System.Collections.ArrayList performance analysis

System.Collections.ArrayList performance analysis

  • Comments 11

ArrayList is one of the most commonly used data structure. However there is little information about ArrayList performance characteristics on MSDN. The document on MSDN does mention asymptotic complexity of some methods on ArrayList class, but it doesn’t talk about how ArrayList is implemented internally. In this document, I will describe the cost of using ArrayList based on current implementation. The implementation might change over time, so the information in this document might not be accurate in future releases.

 

Rotor source will be a great reference if you want to find out more information:

http://dotnet.di.unipi.it/Content/sscli/docs/doxygen/fx/bcl/arraylist_8cs-source.html

It is quite close to the source we shipped.

 

To make the discussion easier, I will assume the platform is x86.

 

1. Overview

ArrayList is basically a dynamic array, which can grow automatically when it doesn’t have enough space to store all items. It uses an array as internal storage. The internal array might have unused spaces. There are two important concepts about ArrayList. Capacity is the number of elements that the ArrayList can store, which is the length of the internal array.

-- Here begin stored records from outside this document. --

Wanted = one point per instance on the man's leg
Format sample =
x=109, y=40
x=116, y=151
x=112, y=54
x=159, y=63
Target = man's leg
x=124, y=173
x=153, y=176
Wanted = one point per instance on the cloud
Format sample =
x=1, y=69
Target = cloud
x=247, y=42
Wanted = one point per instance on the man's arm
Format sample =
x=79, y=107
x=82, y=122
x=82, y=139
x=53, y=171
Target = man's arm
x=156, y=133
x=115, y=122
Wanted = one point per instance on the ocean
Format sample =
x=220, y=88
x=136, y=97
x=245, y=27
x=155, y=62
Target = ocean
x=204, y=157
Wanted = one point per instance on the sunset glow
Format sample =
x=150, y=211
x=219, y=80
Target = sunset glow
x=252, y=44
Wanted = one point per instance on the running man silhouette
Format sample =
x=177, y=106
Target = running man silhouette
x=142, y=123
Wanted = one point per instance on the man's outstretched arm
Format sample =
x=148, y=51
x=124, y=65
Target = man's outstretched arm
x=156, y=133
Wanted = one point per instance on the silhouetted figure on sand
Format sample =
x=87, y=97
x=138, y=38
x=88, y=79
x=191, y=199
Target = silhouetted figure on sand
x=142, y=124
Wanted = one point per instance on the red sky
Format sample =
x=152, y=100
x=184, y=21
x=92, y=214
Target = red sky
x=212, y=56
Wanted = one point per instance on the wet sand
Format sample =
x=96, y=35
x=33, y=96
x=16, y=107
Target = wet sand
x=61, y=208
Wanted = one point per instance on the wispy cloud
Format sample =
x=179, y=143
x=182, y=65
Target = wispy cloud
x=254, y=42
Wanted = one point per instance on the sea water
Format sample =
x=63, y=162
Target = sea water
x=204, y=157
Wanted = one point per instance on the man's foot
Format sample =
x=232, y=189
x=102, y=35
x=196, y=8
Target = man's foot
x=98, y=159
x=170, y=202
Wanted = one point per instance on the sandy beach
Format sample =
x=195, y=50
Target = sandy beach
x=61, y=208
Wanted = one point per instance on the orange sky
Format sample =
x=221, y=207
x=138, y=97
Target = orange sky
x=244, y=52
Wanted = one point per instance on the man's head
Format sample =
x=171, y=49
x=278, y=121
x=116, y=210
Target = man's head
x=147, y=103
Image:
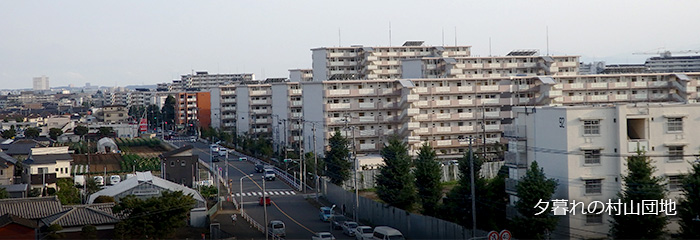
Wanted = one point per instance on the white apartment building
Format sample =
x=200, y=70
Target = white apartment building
x=584, y=148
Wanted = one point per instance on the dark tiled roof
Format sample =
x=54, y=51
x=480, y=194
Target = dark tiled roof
x=31, y=208
x=81, y=215
x=10, y=218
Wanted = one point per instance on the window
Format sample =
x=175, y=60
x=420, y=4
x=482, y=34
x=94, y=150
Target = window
x=594, y=186
x=675, y=153
x=675, y=183
x=591, y=156
x=591, y=127
x=675, y=124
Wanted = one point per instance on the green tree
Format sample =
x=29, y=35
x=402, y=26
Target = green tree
x=639, y=184
x=533, y=188
x=67, y=193
x=54, y=133
x=428, y=180
x=689, y=204
x=153, y=218
x=88, y=232
x=31, y=132
x=395, y=182
x=4, y=194
x=336, y=159
x=168, y=111
x=80, y=131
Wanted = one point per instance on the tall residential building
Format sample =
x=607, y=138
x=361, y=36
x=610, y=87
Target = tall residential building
x=585, y=148
x=41, y=83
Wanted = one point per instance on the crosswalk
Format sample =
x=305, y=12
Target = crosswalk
x=268, y=193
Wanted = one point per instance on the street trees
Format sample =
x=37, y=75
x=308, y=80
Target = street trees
x=532, y=189
x=336, y=159
x=395, y=182
x=427, y=173
x=639, y=184
x=153, y=218
x=689, y=204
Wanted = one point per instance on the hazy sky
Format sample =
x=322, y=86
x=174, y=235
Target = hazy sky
x=123, y=42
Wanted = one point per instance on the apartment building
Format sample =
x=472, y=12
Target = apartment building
x=584, y=148
x=360, y=62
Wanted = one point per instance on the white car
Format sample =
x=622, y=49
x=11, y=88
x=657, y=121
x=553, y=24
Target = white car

Count is the number of elements that are actually in the ArrayList. ArrayList only shrinks when users change the capacity to a number smaller than current Capacity.

 

ArrayList provide fast random access by index. It is slow to insert or remove in the middle.

 

2. Memory Usage of ArrayList

 

Following are the private fields in ArrayList class:

        private object[] _items;

        private int _size;

        private int _version;

        private object _syncRoot;

_items is the internal array and _size is the number of slots used in the Array, i.e., the Count of ArrayList. _size is the number of items in the ArrayList. _items[0] to _items[_size – 1] will store the items. _version is used to support safe enumeration. I will not talk about _syncRoot in this document.

 

The overhead for each managed object, which is not an array, is 8 bytes (4 bytes for its synchronization block and 4 bytes for its method table.) One dimensional array with zero-based indexing needs 8 more bytes to store the length of the array and the method table of array element type. So the size of an ArrayList object will be 24 ((8 + 4*4) bytes. An array of object with n items in it will need 16+n*4 bytes in memory.

 

When an Arraylist is constructed, a Capacity can be specified. The capacity will be the length of the internal array if it is larger than the default capacity, 16. If no capacity is specified while constructing an ArrayList, the default capacity will be used. Clearly it is quite costly to create an ArrayList (the total cost is 104 bytes based on above information.) After shipping .Net Framework V1 and V1.1, we have found in various applications that most ArrayList objects have less than 4 items and a large percentage of them are empty in their lifetime. This means user could waste lot of memory using ArrayList. In Whidbey, we will do two things to address this problem: lazily allocating the internal Array and changing the default capacity to 4. Bear in mind, even after these changes, creating an ArrayList object will not be free. A user should still avoid creating empty ArrayList.       

 

When the internal array is not large enough to hold all items (happens when new items are added to an ArrayList object,) a new array with double size of the original array will be created. All the items in the ArrayList will be copied from the old Array to the new Array. The new Array will be used from here on and the old array will be reclaimed by garbage collector sooner or later.

 

3. Time Efficiency of Methods on ArrayList class  

Now we know the internal structure of ArrayList. I will list the important methods and properties on ArrayList and explain what they do and their complexity.

 

Capacity properties

Getter: The length of the internal array will be returned. As we mentioned before, the length of the internal array is stored inside the array object. So it is trivial to retrieve it.

 

Setter: If the specified capacity is exactly the same as current capacity, nothing happens. If the capacity is less than the size of the ArrayList, an ArgumentOutOfRangeException will be thrown. If the capacity is not zero, we will create a new array with the specified capacity and copy all the items to the new Array.

 

It is worth mentioning that copy an array of object to another is not just a memory copy. We also let GC know the new Array now contain references to the items by updating some internal GC data structures. For details, check Rico Mariani’s article about GC at:

http://msdn.microsoft.com/library/default.asp?url=/library/en-us/dndotnet/html/dotnetgcbasics.asp

 

Count Property (read-only)

Value of the size field will be returned.

 

Items Property (indexer method)

Getter and Setter: the index will be validated (a valid index is from 0 to size-1) and we will return the index-th item or change the new value of the index-th item in the internal array. JIT also emits code to do range check when an array is being accessed. So we will waste sometime here.

 

int Add(object Value)

When the internal array has free space for one more item, we simply store the value into last unused slot in the array and increment version number and count of ArrayList. When the internal array is full, we need to grow the array (see section 2 for details.) The amortized cost of Add will be O(1). The return value is the count of ArrayList after adding the new item.

 

void AddRange(ICollection c);

This method is an efficient way to add a bunch of items to the ArrayList. We only to make sure we have enough capacity once and we can use Array.Copy to copy items.

 

int BinarySearch(Object value)

int BinarySearch(Object value, IComparer comparer)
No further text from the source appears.